There was some tough rhetoric about cracking down on the perceived excesses of the banks and hedgies and all the rest in the early days of the credit crunch. However, I don't see much evidence of follow-through in the government's proposals. Politicians are still in awe of the big money types and fret about driving away the perceived wealth and jobs that the City brings, despite the explosion in the other side of the ledger in the past two years: the tens of thousands of jobs shed by the banks themselves, the destruction of jobs throughout the economy as a result of the drying-up of credit, and of course the potentially huge cost of bank bailouts to the public purse.
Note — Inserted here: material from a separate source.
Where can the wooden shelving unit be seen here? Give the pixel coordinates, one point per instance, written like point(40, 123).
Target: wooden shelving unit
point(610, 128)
Most of the activities in the City have very little to do with the UK economy, but there's no denying that the jobs and wealth they bring are very welcome. Before the credit crunch, the City had grown too big for the UK economy, but when the crunch came, this meant that the whole edifice was too big to fail. There's very little sense in a financial regulatory system that puts the domestic banking system at risk when investment banks overstretch themselves internationally. The Canadian government, by luck or good judgment, kept its domestic banks out of trouble by refusing mergers that would have allowed them to go head to head with the big international banks. Right now, the UK government needs to take a comparably bold step by separating bread-and-butter day-to-day banking from investment finance. By all means have a regulatory regime that encourages financiers to set up shop here, but don't do so in such a way as to put domestic financial stability at risk.